In den Lagern 1 und 2 der aus Isoliermaterial hergestellten Platten 3 und 4 des Induktor-* gestelles 5 ist eine senkrechte, zweiteilige Spindel 6 drehbar, deren Teile aus leitendem Material bestehen und durch einen geringen Zwischenraum voneinander getrennt sind. Die Spindel 6 ist durch ein ortsfestes Spulensystem hindurchgeführt, das durch zwei auf einem Rahmen 8 angeordnete, als Sekundärspulen dienende Spulen 9 und 10 mit rechtwinklig zur Spindelachse liegenden Achsen gebildet wird. Der Spulenträger 8 ist am Gestell 5 befestigt und besteht aus einem kugelig gewölbten, mit Seitenflanschen versehenen Ring, in dessen Lagerhülsen 11 sich die Spindel 6 dreht.
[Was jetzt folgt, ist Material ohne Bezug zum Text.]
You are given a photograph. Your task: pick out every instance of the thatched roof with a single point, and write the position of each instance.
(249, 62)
Innerhalb des ortsfesten Spulensystems 9, 10 ist ein drehbares Spulensystem vorgesehen, das sich aus zwei auf einem zylindrischen Rahmen 12 angeordneten, als Primärspulen wirkenden Spulen 13, 14 mit rechtwinklig zur Spindelachse liegenden Achsen zusammensetzt. Der Spulenträger 12 ist mit Naben 15 versehen, die auf der Spindel 6 befestigt sind, und sitzt auf einem Eisenkern 16, der spiralförmig in mehreren isolierten Schichten auf einen ringförmigen Körper 17 aus beliebigem Material gewickelt ist. Der Ring 17 umgibt einen Zylinder 18 aus Isolierstoff, durch den die benachbarten Enden der beiden Teile der Spindel 6 voneinander isoliert sind.
Die Spulen 13 und 14 sind mit den beiden Teilen der Spindel 6 leitend verbunden.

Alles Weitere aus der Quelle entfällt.